Der Bundesrat hat an seiner Sitzung vom 11. September 2020 eine Änderung der Liquiditätsverordnung (LiqV) verabschiedet. Mit dem Inkrafttreten der neuen Bestimmungen am 1. Juli 2021 wird eine Finanzierungsquote (Net Stable Funding Ratio, NSFR) eingeführt, um die langfristig stabile Finanzierung der Banken zu gewährleisten.

Die Liquiditätsverordnung überführt Vorgaben des Basler Ausschusses für Bankenaufsicht (Basler Ausschuss) ins Schweizer Recht. Bereits umgesetzt sind die Anforderungen an die kurzfristige Liquiditätshaltung (Liquidity Coverage Ratio, LCR). Die Revision der LiqV ermöglicht nun auch die Umsetzung der verbleibenden Anforderungen des Basler Ausschusses an die langfristige Finanzierung der Banken.
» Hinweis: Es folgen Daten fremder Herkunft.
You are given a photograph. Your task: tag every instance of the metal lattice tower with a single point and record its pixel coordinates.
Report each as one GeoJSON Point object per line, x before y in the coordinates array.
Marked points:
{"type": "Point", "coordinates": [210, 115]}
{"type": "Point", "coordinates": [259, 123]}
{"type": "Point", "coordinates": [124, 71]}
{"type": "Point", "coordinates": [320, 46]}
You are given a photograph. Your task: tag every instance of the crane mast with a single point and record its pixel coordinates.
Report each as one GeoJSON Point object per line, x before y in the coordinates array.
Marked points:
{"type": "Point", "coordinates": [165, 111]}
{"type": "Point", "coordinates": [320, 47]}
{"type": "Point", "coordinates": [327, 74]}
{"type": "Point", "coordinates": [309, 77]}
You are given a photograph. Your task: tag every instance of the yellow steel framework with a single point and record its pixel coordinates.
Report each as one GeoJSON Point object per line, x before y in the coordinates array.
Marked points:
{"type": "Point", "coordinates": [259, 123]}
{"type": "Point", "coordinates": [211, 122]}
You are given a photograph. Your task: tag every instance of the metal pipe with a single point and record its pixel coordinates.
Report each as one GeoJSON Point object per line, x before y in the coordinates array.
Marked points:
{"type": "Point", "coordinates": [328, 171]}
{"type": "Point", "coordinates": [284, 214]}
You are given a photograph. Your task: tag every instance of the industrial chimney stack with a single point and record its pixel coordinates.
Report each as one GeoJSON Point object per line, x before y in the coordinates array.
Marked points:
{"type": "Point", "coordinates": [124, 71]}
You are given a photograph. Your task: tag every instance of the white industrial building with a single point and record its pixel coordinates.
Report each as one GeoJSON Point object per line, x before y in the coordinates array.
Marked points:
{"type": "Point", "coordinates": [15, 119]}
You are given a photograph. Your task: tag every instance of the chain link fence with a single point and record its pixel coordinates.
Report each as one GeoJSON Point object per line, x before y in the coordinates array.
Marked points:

Gemäss den Vorgaben des Basler Ausschusses, hätten die Bestimmungen zur NSFR bereits per 1. Januar 2018 eingeführt werden sollen. Aufgrund von Verzögerungen bei der Einführung der NSFR in der Europäischen Union (EU) und den Vereinigten Staaten wartete auch der Bundesrat mit der Umsetzung in der Schweiz bislang zu. Die EU hat die Einführung der NSFR nunmehr auf Juni 2021 festgesetzt, womit die NSFR nun in den allermeisten Staaten gilt. Der Bundesrat hat daher entschieden, die entsprechenden Verordnungsanpassungen ebenfalls auf Mitte 2021 in Kraft zu setzen.

Die Umsetzung der NSFR in der Liquiditätsverordnung erfolgte in Zusammenarbeit von Verwaltung und Branche. Sie wurde bereits 2017 einer Vernehmlassung unterzogen und inhaltlich begrüsst. Materiell wurden seither nur noch kleinere Anpassungen gemäss internationaler Entwicklung vorgenommen.